I like to think of Stoker as a vampire movie without a vampire. At least not in the mythic sense of the term. Mia Wasikowska is dreamy and uneasy as India Stoker, a teenage girl who is preternaturally attuned to the world and disconnected from the kids around her. Matthew Goode is creepily calm and seductive as the uncle she never even knew existed until he arrives for a funeral and stays on in the family manor (he is her Uncle Charlie, in fact, an offhanded reference to Hitchcock’s take on another dark uncle-niece relationship). Nicole Kidman is dizzy and disconnected as her weak and ineffectual mother. She seems to want to be there for her daughter, but she hardly seems present in the world at all.

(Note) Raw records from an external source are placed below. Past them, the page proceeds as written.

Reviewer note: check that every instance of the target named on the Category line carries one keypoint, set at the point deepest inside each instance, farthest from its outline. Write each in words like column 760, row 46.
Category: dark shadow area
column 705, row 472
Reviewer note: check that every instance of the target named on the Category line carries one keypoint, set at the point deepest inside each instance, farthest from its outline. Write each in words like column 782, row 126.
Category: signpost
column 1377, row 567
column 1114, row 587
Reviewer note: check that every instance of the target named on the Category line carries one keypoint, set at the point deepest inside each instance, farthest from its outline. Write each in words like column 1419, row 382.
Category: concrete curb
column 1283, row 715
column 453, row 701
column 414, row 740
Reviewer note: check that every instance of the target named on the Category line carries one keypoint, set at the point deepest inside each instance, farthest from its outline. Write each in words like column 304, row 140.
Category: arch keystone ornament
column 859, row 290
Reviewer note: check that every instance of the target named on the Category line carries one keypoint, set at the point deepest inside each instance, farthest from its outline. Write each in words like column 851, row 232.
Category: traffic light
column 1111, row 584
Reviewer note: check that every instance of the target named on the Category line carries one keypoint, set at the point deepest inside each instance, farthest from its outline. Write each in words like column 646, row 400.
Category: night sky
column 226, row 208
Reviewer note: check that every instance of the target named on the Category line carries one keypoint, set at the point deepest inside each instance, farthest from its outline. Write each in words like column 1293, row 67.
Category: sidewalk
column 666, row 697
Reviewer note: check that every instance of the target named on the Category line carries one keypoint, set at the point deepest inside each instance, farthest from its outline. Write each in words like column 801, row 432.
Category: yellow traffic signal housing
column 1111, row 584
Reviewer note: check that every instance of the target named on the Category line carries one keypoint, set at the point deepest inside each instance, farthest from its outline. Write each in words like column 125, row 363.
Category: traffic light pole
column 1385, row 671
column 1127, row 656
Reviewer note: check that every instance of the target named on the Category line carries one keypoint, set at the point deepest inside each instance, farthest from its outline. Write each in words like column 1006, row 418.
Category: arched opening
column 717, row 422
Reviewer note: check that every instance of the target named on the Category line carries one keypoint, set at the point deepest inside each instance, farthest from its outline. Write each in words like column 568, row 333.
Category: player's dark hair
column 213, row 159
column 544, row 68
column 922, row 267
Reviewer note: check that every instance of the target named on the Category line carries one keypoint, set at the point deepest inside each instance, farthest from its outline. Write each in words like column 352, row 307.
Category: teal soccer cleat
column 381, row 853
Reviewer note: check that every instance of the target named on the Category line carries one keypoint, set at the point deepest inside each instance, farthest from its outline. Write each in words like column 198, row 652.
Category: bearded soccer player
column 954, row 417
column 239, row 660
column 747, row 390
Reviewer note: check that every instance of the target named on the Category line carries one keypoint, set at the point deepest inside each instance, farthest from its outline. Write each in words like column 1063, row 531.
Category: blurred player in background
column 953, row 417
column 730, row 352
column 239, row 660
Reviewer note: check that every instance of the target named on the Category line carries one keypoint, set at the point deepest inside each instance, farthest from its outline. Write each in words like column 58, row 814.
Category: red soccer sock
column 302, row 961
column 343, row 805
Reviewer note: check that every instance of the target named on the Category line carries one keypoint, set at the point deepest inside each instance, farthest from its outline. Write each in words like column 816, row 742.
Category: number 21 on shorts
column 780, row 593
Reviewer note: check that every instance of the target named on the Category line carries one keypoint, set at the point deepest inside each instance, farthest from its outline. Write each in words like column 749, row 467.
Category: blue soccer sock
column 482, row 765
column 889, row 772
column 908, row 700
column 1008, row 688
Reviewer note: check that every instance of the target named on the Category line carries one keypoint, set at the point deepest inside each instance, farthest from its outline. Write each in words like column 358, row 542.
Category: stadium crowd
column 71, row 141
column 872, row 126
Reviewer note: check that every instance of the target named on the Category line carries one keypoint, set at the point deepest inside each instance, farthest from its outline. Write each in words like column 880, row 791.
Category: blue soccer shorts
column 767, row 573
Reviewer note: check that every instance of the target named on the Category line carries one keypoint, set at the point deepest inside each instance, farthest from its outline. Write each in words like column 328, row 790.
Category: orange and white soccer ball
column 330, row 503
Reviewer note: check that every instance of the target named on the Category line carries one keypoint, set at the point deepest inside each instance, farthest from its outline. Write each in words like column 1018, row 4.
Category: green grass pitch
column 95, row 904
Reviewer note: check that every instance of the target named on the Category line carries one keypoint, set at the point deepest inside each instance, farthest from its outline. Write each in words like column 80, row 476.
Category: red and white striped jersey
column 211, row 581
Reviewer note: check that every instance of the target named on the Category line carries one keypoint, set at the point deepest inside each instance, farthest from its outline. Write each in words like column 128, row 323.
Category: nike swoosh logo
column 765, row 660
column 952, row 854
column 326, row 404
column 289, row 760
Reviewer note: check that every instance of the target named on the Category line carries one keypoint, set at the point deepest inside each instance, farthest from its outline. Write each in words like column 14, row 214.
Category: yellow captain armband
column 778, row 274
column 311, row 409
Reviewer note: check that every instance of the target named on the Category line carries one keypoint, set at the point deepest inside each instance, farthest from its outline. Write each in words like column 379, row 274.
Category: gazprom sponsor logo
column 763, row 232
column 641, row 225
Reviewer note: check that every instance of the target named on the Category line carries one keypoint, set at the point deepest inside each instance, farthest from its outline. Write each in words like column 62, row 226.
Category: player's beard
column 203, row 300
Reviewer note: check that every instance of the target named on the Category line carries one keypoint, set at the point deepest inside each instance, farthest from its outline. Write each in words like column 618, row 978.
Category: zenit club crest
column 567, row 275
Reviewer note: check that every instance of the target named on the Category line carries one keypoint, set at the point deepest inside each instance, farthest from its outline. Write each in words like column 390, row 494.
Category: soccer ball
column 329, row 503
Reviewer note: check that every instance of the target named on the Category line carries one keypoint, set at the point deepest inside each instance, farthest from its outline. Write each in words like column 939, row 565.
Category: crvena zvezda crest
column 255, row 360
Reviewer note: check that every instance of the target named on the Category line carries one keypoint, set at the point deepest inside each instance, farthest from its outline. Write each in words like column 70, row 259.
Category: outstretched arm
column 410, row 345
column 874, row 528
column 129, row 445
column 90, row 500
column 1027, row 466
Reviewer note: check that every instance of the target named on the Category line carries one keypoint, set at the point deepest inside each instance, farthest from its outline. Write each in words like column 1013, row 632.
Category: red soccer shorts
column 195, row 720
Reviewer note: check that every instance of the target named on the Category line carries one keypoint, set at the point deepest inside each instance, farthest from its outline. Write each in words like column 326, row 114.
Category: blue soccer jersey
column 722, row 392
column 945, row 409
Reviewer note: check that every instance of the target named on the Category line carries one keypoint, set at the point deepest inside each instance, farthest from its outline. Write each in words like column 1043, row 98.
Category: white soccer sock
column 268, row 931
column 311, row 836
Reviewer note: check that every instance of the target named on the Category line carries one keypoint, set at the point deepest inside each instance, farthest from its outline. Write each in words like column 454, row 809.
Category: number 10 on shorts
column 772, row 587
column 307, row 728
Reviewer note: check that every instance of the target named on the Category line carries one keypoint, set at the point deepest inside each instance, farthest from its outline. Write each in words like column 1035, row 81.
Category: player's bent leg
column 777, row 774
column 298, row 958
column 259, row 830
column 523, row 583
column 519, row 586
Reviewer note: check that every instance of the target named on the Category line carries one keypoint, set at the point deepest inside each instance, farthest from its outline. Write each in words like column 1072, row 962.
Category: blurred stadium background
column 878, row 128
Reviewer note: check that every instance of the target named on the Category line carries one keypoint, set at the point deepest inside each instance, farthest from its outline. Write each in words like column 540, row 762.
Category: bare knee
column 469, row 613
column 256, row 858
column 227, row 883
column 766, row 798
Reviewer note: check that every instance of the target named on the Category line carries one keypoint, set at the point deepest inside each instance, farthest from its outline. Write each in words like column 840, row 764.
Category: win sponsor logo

Park sculpts the film, directed from an original script by Wentworth Miller, beautifully. We see the world through the heightened senses of India as she works through the loss of her father while attempting to measure this smiling, hypnotic uncle who has drifted into her life. He presents himself as her dark guardian angel, attempting to seduce India with his confidence, his power, and his violence (he seduction of the mother is more literal), but she has a more savvy understanding of the depths of his darkness.

There is blood and brutality and the icy threats under silent intimidation, but done with such elegance and eerie suggestion it feels like a dream. Park layers the film in atmosphere and texture, shuffling flashbacks and dreams into the present, all part of India’s journey to the heart of the family legacy her father always knew she would inherit. As you can guess, I was captivated by this world and by Park’s mesmerizing mix of the visceral and ethereal.

Blu-ray and DVD, the supplements on the Blu-ray release only: the featurette “An Exclusive Look: A Filmmakers Journey,” three short theatrical behind-the-scenes featurettes, a musical performance from the “Red Carpet Premiere,” and deleted scenes. The Blu-ray also includes a Digital HD UltraViolet digital copy for download and instant streaming.